Vaccines for birch pollen allergy based on genetically engineered hypoallergenic derivatives of the major birch pollen allergen, Bet v 1.

BACKGROUND

We have recently engineered recombinant derivatives of the major birch pollen allergen Bet v 1 (rBet v 1 fragments and trimer) with strongly reduced allergenic activity.

OBJECTIVE

The aim of this study was the in vivo characterization of potential allergy vaccines based on Al(OH)3-adsorbed genetically modified rBet v 1 derivatives in mice.

METHODS

BALB/c mice were immunized either with courses of nine injections of increasing doses of Al(OH)3-adsorbed rBet v 1 wild-type, rBet v 1 fragments, rBet v 1 trimer or Al(OH)3 alone in weekly intervals or with three high-dose injections applied in intervals of 3 weeks. Humoral immune responses to rBet v 1 wild-type and homologous plant allergens were measured by ELISA and Western blotting, and the ability of mouse antibodies to inhibit the binding of allergic patients IgE to Bet v 1 was studied by ELISA competition experiments.

RESULTS

In both schemes, hypoallergenic rBet v 1 derivatives induced low IgE but high IgG1 responses against rBet v 1 wild-type.

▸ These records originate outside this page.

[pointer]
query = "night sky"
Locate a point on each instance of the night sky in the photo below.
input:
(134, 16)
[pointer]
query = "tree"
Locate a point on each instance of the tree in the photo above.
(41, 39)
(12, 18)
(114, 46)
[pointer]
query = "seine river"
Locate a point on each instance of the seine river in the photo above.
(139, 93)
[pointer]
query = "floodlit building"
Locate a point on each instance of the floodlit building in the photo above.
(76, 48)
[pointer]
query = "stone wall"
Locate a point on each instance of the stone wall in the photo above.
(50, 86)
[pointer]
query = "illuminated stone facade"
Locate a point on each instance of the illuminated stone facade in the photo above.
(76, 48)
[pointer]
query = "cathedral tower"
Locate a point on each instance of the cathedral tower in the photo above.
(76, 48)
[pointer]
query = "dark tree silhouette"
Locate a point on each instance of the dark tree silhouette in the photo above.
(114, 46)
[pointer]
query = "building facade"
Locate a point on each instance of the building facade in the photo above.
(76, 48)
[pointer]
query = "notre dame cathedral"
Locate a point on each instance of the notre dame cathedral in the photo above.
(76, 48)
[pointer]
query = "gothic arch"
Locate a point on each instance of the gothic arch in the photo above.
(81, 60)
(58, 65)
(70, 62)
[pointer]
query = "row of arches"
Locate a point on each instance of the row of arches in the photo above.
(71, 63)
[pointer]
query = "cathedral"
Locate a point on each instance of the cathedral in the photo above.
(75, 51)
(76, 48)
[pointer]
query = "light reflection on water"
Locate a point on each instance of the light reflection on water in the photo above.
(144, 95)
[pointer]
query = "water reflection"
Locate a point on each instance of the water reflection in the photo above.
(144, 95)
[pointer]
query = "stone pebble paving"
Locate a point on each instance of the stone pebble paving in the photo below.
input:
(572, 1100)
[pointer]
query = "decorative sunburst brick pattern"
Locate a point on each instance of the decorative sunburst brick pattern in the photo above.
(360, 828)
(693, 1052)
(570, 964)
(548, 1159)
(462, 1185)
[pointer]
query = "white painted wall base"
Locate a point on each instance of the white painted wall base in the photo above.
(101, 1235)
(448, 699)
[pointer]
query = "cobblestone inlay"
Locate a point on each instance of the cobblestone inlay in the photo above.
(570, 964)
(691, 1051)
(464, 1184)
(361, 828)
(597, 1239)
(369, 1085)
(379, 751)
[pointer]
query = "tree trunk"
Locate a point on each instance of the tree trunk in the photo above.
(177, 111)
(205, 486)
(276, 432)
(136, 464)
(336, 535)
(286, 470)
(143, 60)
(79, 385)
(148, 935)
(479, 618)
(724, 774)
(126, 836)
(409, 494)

The IgG1 antibodies induced by genetically modified rBet v 1 derivatives cross-reacted with natural Bet v 1 and its homologues from alder (Aln g 1) as well as hazel (Cor a 1) and strongly inhibited the binding of birch pollen allergic patients' IgE to Bet v 1 wild-type.

CONCLUSION

Genetically modified hypoallergenic rBet v 1 derivatives induce blocking antibodies in vivo. Their safety and efficacy for the treatment of birch pollen and associated plant allergies can now be evaluated in clinical immunotherapy studies.